Post written by Tomoaki Tashima, MD, from the Department of Gastroenterology, Saitama Medical University International Medical Center, Saitama, Japan.
A 52-year-old man was found to have a flat-elevated tumor measuring approximately 10 mm in diameter in the second part of the duodenum. First, the border of the target lesion was marked using the tip of an electrosurgical snare (SnareMaster; 15 mm diameter, Olympus). Then, the endoscope was mounted with a 9-mm OTSC (Ovesco Endoscopy GmbH, Tuebingen), and the lesion, including the marking, was suctioned sufficiently into the cap. The OTSC was successfully deployed outside the marking, creating a pseudo polyp of the target lesion. Then, an endoscopic clip with dental floss was driven into a region near the marking with the target lesion held together with the floss, so as to prevent the resected specimen from flowing toward and getting lost in the small bowel. Finally, the lesion was resected en bloc above the OTSC by an electrosurgical snare, using the Endo Cut mode on the electric generator (ICC200; ERBE Elektromedizin, Tübingen, Germany), without adverse events. The patient was discharged on day 2 after the operation. Histopathological examination revealed the lesion to be a high-grade intraepithelial neoplasia. We observed slight fibrosis in and around the submucosal layer of a duodenal gland. In conclusion, the present case was successfully treated by “EMRO” without any adverse events.

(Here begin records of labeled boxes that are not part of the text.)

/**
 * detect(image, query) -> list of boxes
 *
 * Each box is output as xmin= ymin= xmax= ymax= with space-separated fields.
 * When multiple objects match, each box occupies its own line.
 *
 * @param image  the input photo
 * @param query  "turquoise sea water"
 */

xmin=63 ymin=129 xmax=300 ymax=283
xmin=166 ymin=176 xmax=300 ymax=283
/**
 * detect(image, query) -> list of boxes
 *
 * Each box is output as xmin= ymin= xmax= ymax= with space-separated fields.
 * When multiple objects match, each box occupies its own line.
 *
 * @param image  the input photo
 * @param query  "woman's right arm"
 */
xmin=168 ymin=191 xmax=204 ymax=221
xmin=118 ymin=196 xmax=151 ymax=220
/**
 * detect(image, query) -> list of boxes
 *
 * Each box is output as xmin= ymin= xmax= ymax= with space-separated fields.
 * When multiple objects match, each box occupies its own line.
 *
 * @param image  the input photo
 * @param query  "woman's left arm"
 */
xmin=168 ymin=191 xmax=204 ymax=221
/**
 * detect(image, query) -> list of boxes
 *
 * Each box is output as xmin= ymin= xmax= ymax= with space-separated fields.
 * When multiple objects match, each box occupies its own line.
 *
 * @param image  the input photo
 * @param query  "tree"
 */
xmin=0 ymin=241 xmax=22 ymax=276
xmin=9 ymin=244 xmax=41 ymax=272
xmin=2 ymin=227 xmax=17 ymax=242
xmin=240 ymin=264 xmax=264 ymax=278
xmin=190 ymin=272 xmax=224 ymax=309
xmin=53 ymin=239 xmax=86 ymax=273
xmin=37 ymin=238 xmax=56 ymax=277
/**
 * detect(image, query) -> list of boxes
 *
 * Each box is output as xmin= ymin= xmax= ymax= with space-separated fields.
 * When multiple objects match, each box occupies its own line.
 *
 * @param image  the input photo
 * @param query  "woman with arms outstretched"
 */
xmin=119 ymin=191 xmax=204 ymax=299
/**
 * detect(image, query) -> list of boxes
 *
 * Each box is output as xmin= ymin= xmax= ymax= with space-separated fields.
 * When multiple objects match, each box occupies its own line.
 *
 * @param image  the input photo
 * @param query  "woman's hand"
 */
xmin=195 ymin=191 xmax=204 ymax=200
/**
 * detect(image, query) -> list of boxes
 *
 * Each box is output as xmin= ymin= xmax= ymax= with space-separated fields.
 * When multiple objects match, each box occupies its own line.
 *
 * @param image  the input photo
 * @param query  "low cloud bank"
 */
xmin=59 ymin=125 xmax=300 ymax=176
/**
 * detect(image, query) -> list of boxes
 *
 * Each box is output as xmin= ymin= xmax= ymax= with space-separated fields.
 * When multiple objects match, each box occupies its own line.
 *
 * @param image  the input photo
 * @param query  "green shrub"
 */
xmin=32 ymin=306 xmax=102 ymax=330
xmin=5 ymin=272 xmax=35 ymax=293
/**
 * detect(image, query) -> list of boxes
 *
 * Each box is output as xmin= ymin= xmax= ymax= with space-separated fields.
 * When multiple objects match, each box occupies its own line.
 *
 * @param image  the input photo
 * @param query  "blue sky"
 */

Endoscopic resection (ER) for superficial non-ampullary duodenal epithelial tumors (SNADETs) is technically challenging because of the high risk of severe adverse events, including perforation and bleeding. In particular, ER of SNADETs that cannot be lifted due to pronounced fibrosis associated with preoperative biopsy sampling is very difficult. There is also a higher risk of perforation in these cases. Recently, use of an over-the-scope clip (OTSC) system was reported to be safe and effective for endoscopic closure of iatrogenic gastrointestinal perforations or hemostasis. Therefore, we developed a novel method for ER of SNADETs with fibrosis, in which adverse events such as those mentioned above are avoided by the insertion of an OTSC at the base of the target tumor prior to tumor resection; we call this method “EMRO” (endoscopic mucosal resection using OTSC). Herein, we report our first case of EMRO for a SNADET.
“EMRO” enables sufficient resection including the submucosal layer of SNADETs. Hence, the procedure is considered to be useful, even for lesions that cannot be lifted due to pronounced fibrosis associated with preoperative biopsies. “EMRO” can be considered as a safe and effective treatment modality for relatively small (10 mm in diameter) SNADETs with fibrosis.